PRELIMINARY U-PB AGES AND ATTITUDES OF INTRUSIVE ROCKS SAMPLED WEST OF THE ARC–CONTINENT BOUNDARY IN WEST-CENTRAL IDAHO


MANN, Audra1, ISAKSON, Vince2 and GRAY, Keith1, (1)Department of Geology, Wichita State University, 1845 Fairmount Street, Wichita, KS 67260, (2)Department of Geosciences, Boise State University, 1910 University Drive, Boise, ID 83725, anmann@wichita.edu

The north- to northeast-striking Jura-Cretaceous Salmon River suture zone [SRSZ] in west-central Idaho overlaps accreted island arc assemblages of the Blue Mountains province, the western margin of ancestral North America, and intrusive rocks emplaced therein. New impetus for studying this collisional orogen stems from recent advances in geochronology supporting long-lived metamorphism, magmatism, and contractional deformation in the SRSZ. We report LA-ICP-MS U-Pb zircon ages from tonalitic intrusive rocks sampled in the Rapid River canyon [Locality 1: ~130 Ma], Pollock Mountain summit area [2: ~205 Ma], Little Salmon River corridor [3, 4: ~114 Ma, ~108 Ma], and lower Hazard Creek drainage [5: ~112 Ma]. Locality 1 [Fish Hatchery stock: 145 Ma, Ar-Ar hbl; Snee et al., 1995] shows a steeply northwest-dipping, penetrative fabric defined by aligned biotite ± chlorite; host rocks include east-tilted metavolcanic flows of the Seven Devils Group. Locality 2 [Hazard Creek cpx.; Aliberti, 1988] contains a northeast-striking, moderately southeast-dipping gneissic foliation consistent with the adjacent Pollock Mountain amphibolite.

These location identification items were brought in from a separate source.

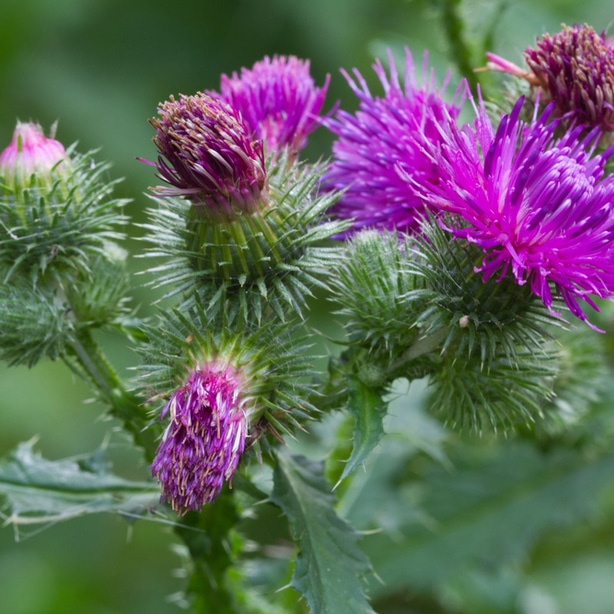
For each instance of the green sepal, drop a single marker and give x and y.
(267, 260)
(271, 358)
(58, 228)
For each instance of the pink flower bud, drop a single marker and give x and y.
(30, 157)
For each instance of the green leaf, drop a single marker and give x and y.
(368, 408)
(330, 567)
(488, 512)
(40, 491)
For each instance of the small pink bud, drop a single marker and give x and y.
(30, 153)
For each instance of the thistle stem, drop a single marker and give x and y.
(124, 405)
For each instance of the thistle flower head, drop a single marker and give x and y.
(207, 154)
(204, 439)
(278, 100)
(31, 157)
(539, 207)
(575, 68)
(380, 142)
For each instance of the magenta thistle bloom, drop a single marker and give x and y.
(538, 206)
(383, 141)
(30, 152)
(204, 441)
(207, 154)
(278, 100)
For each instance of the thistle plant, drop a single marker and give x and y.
(449, 249)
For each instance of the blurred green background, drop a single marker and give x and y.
(99, 68)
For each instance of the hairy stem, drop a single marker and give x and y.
(124, 405)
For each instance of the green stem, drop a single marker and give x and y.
(124, 405)
(207, 537)
(460, 52)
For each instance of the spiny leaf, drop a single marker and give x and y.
(488, 512)
(368, 408)
(41, 491)
(330, 568)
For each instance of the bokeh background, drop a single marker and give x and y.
(99, 68)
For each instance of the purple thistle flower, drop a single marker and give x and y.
(383, 141)
(207, 154)
(278, 100)
(204, 441)
(538, 206)
(573, 69)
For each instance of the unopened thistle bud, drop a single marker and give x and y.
(31, 159)
(228, 221)
(207, 155)
(278, 100)
(205, 438)
(55, 206)
(224, 389)
(573, 69)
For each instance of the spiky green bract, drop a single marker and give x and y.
(43, 320)
(381, 296)
(377, 285)
(56, 228)
(33, 324)
(580, 379)
(484, 318)
(270, 258)
(509, 393)
(271, 359)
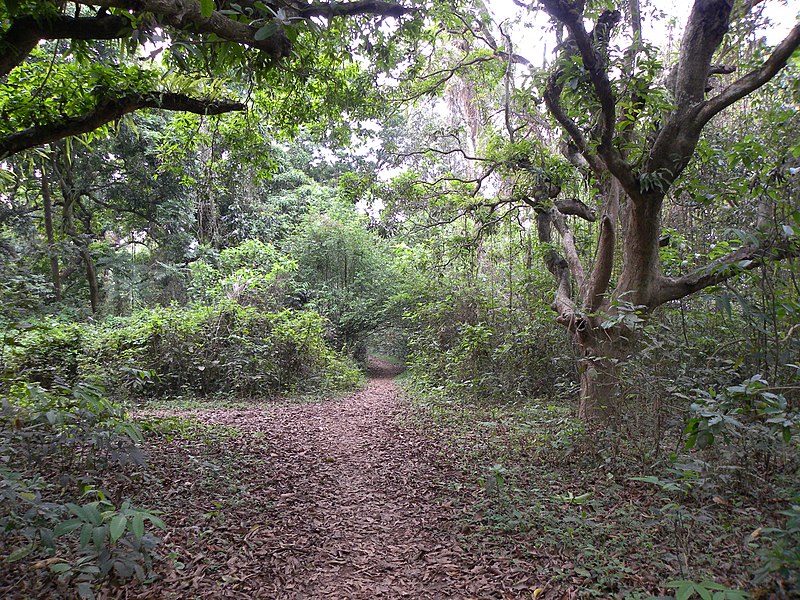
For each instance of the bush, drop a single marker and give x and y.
(54, 446)
(225, 348)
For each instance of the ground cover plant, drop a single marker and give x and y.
(570, 228)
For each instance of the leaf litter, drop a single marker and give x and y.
(332, 500)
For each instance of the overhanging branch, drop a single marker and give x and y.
(25, 32)
(753, 80)
(107, 111)
(744, 259)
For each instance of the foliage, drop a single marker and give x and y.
(223, 348)
(346, 273)
(54, 445)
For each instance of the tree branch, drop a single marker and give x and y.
(555, 263)
(603, 266)
(746, 258)
(574, 207)
(186, 15)
(26, 31)
(360, 7)
(753, 80)
(109, 110)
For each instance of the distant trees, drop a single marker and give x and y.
(628, 124)
(47, 95)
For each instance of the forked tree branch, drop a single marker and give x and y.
(603, 265)
(107, 111)
(753, 80)
(745, 258)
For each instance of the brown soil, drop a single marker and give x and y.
(330, 500)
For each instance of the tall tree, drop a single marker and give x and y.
(636, 182)
(271, 42)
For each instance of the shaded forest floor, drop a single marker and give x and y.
(332, 500)
(374, 496)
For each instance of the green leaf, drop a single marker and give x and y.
(157, 521)
(137, 526)
(99, 538)
(266, 31)
(93, 515)
(66, 527)
(704, 593)
(685, 591)
(20, 553)
(85, 590)
(86, 535)
(117, 527)
(60, 567)
(206, 8)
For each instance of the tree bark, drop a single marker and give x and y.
(47, 199)
(69, 195)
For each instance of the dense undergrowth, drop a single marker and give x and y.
(205, 350)
(684, 521)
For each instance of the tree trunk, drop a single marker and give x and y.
(603, 353)
(47, 198)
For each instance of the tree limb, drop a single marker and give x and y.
(753, 80)
(603, 266)
(360, 7)
(186, 15)
(555, 263)
(574, 207)
(745, 258)
(109, 110)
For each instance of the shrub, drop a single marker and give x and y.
(224, 348)
(54, 445)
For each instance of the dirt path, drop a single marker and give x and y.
(330, 500)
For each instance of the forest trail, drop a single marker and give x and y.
(336, 500)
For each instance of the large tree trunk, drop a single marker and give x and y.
(83, 251)
(47, 199)
(603, 353)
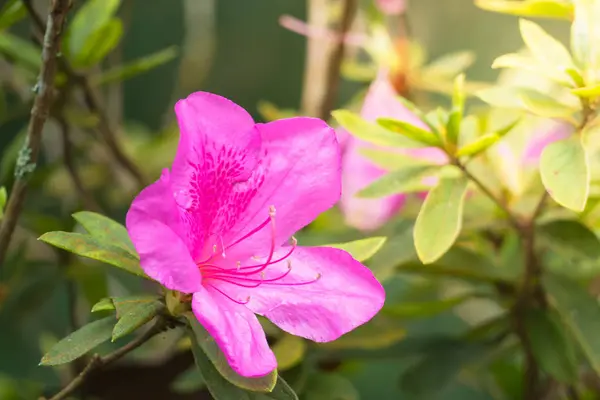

Locality 3 is characterized by subvertical northeast-striking spaced foliation which is not observed at locality 4. Sample locality 5 [western Hazard Creek cpx.?] displays a moderately northeast-dipping gneissic foliation. Taken together with existing geochronology, field mapping, and contractional structures described in the Riggins region, our preliminary data suggest that [1] ca. 130 Ma intrusive rocks underlie shallow east-dipping imbricate faults, [2] ca. 205 Ma orthogneiss located above/along the Pollock Mountain fault is not part of the Hazard Creek cpx., and [3] high-strain ductile deformation extends >10 km west of the western Idaho shear zone as delineated in previous studies.